Cincinnati wants it as soon as possible, of course. But now we're getting a look behind the curtain at current feelings within the administration. We're seeing its hopes and motivations. The Cincinnati Enquirer reports the school not only has its sight set on the ACC, but the Big 12 might also be a suitable landlord one day as well. This remains the case, per the Enquirer, even after the ACC handed its rose to Louisville, bypassing -- in the meantime -- Cincinnati and UConn.
The newspaper obtained emails via a public-records request, the inquisition spurred in the wake of Maryland and Rutgers going to the Big Ten in November. That news that shook college athletics after we had about 20 minutes of no realignment news to distract us from, you know, the games being played.
“Big 10 and ACC moves ... could cause Big 12 perhaps to rethink staying at 10 schools,” UC Athletic Director Whit Babcock emailed to President Santa Ono on Nov. 18, before the ACC announced its decision. “We need to focus on both ACC (primarily) but also Big 12.”
Not a total shock to see this. The response from Babcock is similar to about 80 other presidents or chancellors around the country in the past 12 months, I'm sure.
How about seeking Urban Meyer's input, though? Yes, that Urban Meyer. The guy who's turning Ohio State into a power and forcing league coaches to bolt to the ultra-competitive SEC. There was a fleeting notion that man might have some cache in this? According to the emails, yes. Seems weird.
Meyer eventually backed away from that request.
“While he is comfortable telling folks he cares deeply for UC and that he knows we are a great school, with great people and great leadership, he thinks his calls would feel contrived and that they would not have an impact,” wrote Gigi Escoe, a vice provost at UC and Meyer's sister, to Babcock Nov. 27.
Both the Big 12 and ACC have said they are done with adding new teams for now, but few believe that the shifting of the landscape of big-time college sports is complete.

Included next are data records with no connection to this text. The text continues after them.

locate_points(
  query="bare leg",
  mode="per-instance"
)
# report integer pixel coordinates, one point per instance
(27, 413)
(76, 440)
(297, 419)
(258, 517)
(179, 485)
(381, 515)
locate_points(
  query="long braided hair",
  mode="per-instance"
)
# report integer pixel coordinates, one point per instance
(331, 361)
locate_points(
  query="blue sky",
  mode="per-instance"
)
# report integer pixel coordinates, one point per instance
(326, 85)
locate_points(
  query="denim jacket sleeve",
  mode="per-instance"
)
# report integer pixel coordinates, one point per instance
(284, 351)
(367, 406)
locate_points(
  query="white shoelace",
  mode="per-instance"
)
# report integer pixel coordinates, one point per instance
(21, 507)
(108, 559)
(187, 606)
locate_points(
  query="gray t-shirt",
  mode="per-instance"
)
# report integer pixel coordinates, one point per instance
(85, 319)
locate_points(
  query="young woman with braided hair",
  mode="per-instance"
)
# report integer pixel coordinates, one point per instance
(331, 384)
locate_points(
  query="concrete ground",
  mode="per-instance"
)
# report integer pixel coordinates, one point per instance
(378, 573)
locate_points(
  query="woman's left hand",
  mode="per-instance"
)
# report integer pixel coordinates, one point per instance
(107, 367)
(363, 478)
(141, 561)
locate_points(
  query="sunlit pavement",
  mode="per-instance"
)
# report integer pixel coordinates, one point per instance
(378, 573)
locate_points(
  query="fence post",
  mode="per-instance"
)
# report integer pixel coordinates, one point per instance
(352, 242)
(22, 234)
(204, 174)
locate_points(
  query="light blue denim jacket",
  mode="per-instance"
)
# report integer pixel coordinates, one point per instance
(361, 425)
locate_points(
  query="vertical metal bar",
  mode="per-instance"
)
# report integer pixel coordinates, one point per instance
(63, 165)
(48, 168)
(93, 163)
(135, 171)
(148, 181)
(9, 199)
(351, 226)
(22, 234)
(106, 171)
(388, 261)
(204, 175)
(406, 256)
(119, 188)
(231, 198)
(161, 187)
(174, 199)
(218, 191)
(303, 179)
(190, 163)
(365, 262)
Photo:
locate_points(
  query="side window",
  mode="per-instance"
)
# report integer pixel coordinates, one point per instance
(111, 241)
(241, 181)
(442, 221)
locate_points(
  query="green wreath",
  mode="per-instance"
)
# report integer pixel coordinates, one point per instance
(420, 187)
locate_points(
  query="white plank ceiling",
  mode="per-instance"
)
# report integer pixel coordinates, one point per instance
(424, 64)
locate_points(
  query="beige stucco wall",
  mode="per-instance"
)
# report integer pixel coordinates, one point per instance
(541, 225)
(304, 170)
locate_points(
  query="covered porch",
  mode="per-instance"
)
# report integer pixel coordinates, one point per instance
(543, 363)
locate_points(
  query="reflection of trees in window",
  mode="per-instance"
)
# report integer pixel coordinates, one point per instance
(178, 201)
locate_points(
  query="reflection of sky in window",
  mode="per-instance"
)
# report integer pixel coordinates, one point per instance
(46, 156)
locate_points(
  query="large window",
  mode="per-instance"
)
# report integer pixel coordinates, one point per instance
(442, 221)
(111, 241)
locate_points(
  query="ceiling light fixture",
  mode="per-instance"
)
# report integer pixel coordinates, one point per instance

“This is going to be a wild ride,” Babcock warned in the Nov. 18 email to Ono. “Can be bumpy and all-consuming. We will navigate it together.”
The story goes on to outline how big Cincinnati's push was to the ACC, from offering meetings with Washington, D.C., to basically forwarding along pamphlets that could prove why UC was best for the ACC.
“Whether they simply replace Maryland or expand, I believe our foot is in the door for the ACC,” Schnier wrote Nov. 21, according to the Enquirer. “I would encourage us to maximize our situation.”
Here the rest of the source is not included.